Bisnis.com, JAKARTA - Jepang telah melaporkan rekor jumlah kasus virus corona baru harian, yang mendorong para ahli kesehatan untuk mendesak warga agar tidak bepergian menjelang libur tahun baru.
Dilansir dari The Guardian, Kamis (10/12/2020) negara itu melaporkan 2.811 infeksi baru pada Rabu waktu setempat, serta rekor 555 orang dengan gejala Covid-19 yang serius. Rekor ini terlihat di 6 prefektur negara, termasuk tujuan wisata seperti Kyoto dan kagoshima.
Laporan dari kantor berita setempat menyatakan Tokyo mencatatkan laporan 572 kasus infeksi baru pada hari ini, angka harian tertinggi kedua sejak pandemi dimulai. Sebelumnya, Jepang mencatatkan rekor infeksi sebanyak 584 kasus.
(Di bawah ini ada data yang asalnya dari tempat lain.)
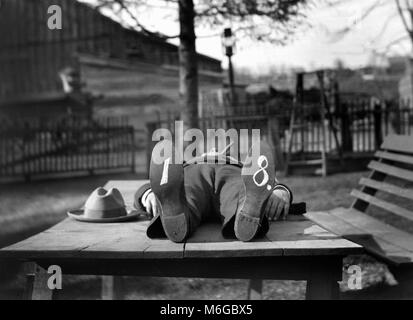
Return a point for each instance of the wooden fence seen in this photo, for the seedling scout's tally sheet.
(360, 125)
(70, 145)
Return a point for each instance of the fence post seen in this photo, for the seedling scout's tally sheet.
(274, 139)
(378, 132)
(151, 127)
(132, 133)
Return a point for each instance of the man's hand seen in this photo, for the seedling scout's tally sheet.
(152, 204)
(278, 205)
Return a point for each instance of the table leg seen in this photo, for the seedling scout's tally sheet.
(323, 284)
(255, 289)
(112, 288)
(36, 284)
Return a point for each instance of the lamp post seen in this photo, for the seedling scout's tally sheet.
(228, 42)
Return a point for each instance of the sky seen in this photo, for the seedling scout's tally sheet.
(316, 47)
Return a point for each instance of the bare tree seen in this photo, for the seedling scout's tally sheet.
(401, 10)
(262, 20)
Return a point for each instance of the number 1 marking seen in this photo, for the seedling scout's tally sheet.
(164, 179)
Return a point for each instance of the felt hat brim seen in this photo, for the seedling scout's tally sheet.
(79, 215)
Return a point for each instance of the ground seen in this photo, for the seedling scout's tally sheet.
(29, 208)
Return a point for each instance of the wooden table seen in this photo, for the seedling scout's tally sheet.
(296, 249)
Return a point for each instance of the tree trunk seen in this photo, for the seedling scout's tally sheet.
(188, 65)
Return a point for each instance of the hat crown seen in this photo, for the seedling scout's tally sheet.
(105, 204)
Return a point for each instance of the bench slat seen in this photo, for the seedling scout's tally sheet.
(393, 208)
(377, 244)
(386, 187)
(398, 143)
(375, 227)
(391, 170)
(394, 157)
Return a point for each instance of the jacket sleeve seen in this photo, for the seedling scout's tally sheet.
(283, 186)
(138, 196)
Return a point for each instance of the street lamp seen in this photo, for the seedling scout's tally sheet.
(228, 43)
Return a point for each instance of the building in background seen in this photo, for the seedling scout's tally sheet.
(93, 65)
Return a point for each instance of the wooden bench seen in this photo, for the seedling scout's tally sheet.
(387, 192)
(296, 249)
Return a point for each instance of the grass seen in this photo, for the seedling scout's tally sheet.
(29, 208)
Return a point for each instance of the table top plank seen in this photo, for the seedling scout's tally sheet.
(75, 239)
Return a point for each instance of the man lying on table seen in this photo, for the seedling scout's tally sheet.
(213, 186)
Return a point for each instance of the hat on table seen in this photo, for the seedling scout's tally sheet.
(104, 206)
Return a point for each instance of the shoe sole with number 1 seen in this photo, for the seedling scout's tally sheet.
(167, 182)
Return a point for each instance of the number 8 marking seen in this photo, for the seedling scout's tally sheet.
(261, 160)
(164, 179)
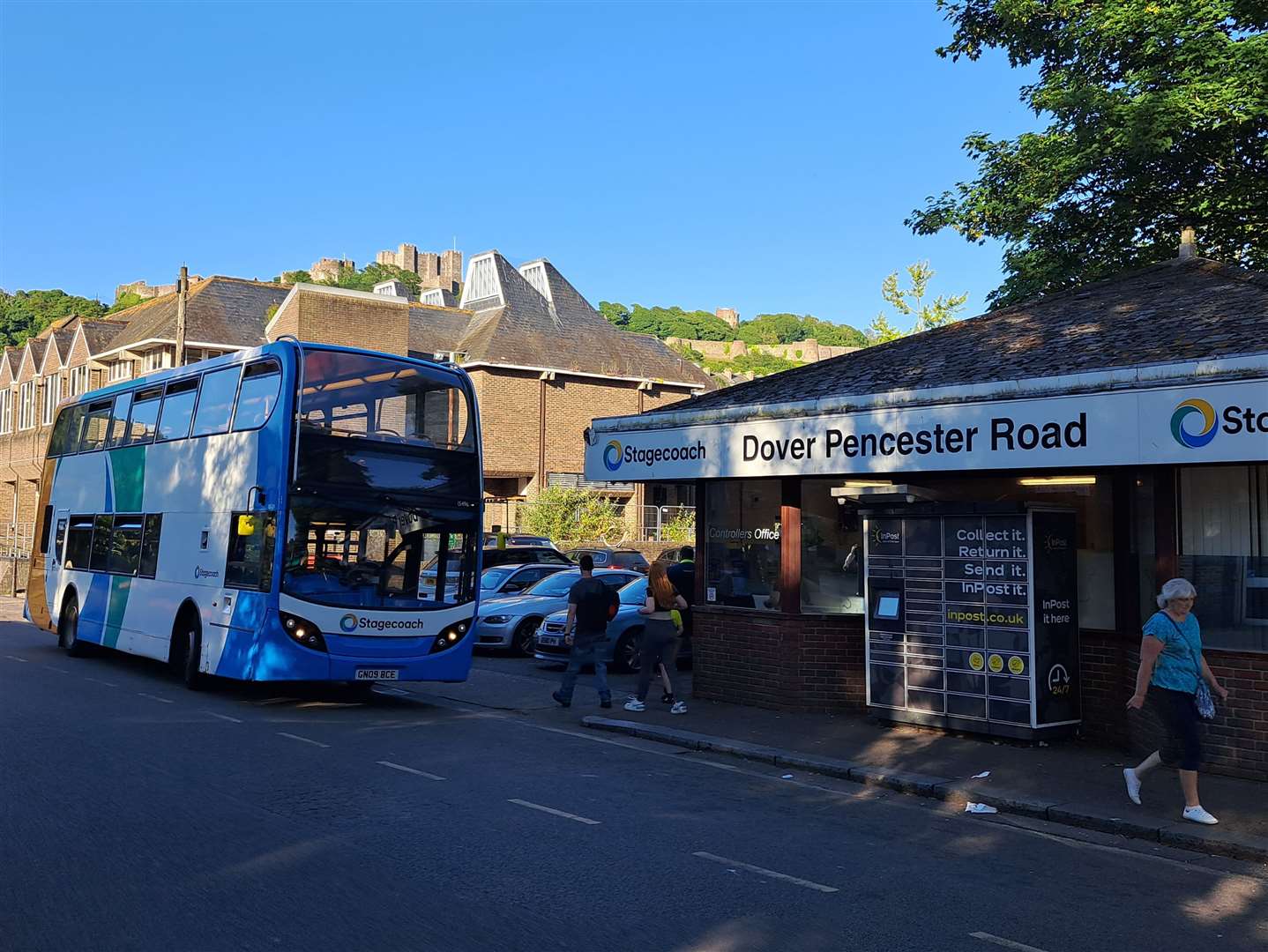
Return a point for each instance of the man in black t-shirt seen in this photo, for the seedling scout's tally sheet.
(590, 606)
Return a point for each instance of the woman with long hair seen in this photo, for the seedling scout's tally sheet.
(659, 634)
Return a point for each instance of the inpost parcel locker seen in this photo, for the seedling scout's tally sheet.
(973, 618)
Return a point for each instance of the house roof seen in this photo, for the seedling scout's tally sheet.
(533, 317)
(220, 309)
(1169, 312)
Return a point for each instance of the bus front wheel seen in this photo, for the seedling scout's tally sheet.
(67, 630)
(188, 648)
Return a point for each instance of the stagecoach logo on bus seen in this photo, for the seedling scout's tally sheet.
(353, 622)
(1195, 422)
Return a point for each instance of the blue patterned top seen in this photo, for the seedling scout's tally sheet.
(1177, 666)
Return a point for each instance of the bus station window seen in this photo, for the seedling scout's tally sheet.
(216, 402)
(126, 544)
(148, 562)
(78, 543)
(101, 561)
(742, 552)
(145, 417)
(119, 420)
(178, 410)
(97, 422)
(832, 552)
(261, 382)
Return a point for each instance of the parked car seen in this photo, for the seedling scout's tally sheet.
(541, 540)
(624, 633)
(526, 555)
(512, 579)
(614, 558)
(512, 620)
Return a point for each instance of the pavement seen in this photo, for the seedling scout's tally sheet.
(141, 815)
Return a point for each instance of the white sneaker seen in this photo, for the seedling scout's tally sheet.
(1198, 815)
(1129, 775)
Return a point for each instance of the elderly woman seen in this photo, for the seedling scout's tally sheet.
(1170, 665)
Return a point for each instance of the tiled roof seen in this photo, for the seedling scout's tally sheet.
(563, 333)
(1175, 311)
(220, 309)
(99, 335)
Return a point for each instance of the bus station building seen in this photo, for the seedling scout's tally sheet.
(1137, 404)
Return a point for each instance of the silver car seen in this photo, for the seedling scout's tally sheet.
(511, 621)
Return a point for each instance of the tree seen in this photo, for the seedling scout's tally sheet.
(1158, 117)
(26, 313)
(567, 515)
(618, 315)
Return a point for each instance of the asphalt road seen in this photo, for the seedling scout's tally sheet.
(138, 815)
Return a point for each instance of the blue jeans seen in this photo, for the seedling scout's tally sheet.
(593, 653)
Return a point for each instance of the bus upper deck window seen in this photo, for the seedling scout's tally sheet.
(178, 410)
(144, 421)
(261, 382)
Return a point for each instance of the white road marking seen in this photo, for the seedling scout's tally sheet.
(295, 737)
(1006, 943)
(557, 813)
(411, 770)
(770, 874)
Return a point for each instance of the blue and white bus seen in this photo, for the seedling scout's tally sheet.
(268, 517)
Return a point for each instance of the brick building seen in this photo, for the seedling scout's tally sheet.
(1137, 407)
(541, 359)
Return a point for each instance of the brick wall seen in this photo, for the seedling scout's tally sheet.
(781, 662)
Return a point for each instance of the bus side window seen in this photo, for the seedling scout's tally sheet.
(250, 557)
(178, 410)
(97, 421)
(101, 559)
(145, 416)
(126, 546)
(119, 421)
(45, 529)
(148, 566)
(78, 543)
(216, 402)
(261, 382)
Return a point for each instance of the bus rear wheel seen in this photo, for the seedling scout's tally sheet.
(67, 629)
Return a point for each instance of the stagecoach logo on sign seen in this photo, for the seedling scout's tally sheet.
(1196, 422)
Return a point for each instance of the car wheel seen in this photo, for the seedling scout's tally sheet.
(524, 640)
(67, 630)
(625, 657)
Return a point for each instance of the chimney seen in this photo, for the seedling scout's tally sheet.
(1187, 239)
(182, 295)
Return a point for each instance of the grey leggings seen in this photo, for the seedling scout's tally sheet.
(659, 638)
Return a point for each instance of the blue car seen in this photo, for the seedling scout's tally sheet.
(624, 633)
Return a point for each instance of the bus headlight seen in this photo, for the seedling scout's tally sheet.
(302, 631)
(451, 636)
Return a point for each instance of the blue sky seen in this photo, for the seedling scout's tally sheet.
(757, 156)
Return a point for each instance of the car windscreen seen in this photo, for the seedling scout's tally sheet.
(556, 584)
(636, 592)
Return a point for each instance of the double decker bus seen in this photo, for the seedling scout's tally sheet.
(292, 512)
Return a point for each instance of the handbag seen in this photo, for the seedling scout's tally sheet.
(1202, 700)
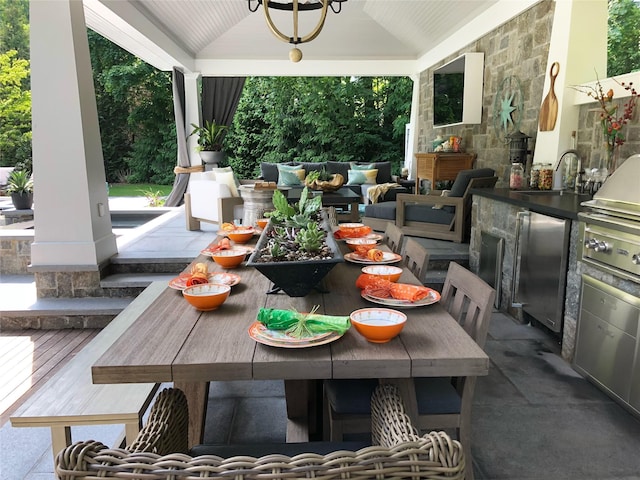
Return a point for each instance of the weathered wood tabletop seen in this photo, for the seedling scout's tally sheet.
(173, 342)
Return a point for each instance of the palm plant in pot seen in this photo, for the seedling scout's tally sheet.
(210, 137)
(296, 250)
(20, 187)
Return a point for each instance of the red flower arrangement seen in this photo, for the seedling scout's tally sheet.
(612, 123)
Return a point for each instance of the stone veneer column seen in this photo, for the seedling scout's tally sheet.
(73, 234)
(499, 219)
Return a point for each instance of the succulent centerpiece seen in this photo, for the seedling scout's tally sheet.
(296, 250)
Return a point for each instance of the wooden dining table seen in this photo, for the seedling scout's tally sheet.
(171, 341)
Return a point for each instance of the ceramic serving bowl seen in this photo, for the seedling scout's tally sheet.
(208, 296)
(229, 258)
(241, 235)
(378, 325)
(387, 272)
(354, 243)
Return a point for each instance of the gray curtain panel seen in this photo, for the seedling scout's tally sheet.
(181, 181)
(220, 97)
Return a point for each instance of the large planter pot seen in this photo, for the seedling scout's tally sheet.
(212, 157)
(295, 278)
(22, 201)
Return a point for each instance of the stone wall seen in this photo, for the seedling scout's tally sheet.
(15, 251)
(520, 48)
(500, 219)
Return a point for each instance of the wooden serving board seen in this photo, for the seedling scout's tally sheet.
(549, 108)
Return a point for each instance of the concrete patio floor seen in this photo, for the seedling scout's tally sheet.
(534, 417)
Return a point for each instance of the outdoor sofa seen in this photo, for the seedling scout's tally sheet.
(354, 175)
(438, 216)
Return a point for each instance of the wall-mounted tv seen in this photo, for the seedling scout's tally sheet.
(457, 91)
Lonjakan nasional di Jepang, yang oleh para ahli digambarkan sebagai gelombang ketiga telah mendorong seruan kepada pemerintah untuk menghentikan program Go To Travel, yakni skema subsidi besar-besaran untuk mendorong pariwisata.
Hal tersebut lantaran potensi kenaikan yang lebih besar terkait jumlah kasus harian dapat meningkat menjelang akhir tahun, ketika banyak orang Jepang kembali ke kota asal mereka untuk menghabiskan Tahun Baru bersama keluarga.
Toshio Nakagawa, Kepala Japan Medical Association meminta agar masyarkat memikirkan kembali rencana untuk melakukan perjalanan dan liburan akhir tahun merujuk pada data kasus harian tertinggi tersebut.
Baca Juga
Shigeru Omi, yang mengepalai panel pemerintah tentang penanggulangan virus, menyarankan lebih jauh lagi. Menurutnya, pemerintah Jepang perlu menghentikan sementara kampanye Go To Travel.
"Lebih baik ditunda sekarang mengingat situasi saat ini. Pemerintah harus memulai kembali kampanye setelah jumlah infeksi turun, untuk mendapatkan pemahaman publik dan membantu perekonomian," katanya.
Sementara itu, pejabat mengklaim tidak ada bukti bahwa pariwisata telah berkontribusi pada penyebaran Covid-19 sejak skema itu diperkenalkan pada Juli lalu. Adapun, studi terbaru menemukan insiden gejala lebih tinggi terjadi pada orang yang ikut serta.
Survei daring terhadap lebih dari 25.000 orang dewasa menemukan bahwa 4,8 persen orang yang ikut kampanye Go To Travel mengalami suhu tinggi dibandingkan dengan 3,7 persen yang tidak terlibat.
Selain itu, orang yang mengikuti kampanye tersebut juga dilaporkan memiliki tingkat yang lebih tinggi untuk sakit tenggorokan, batuk, sakit kepala, dan kehilangan indera perasa atau penciuman.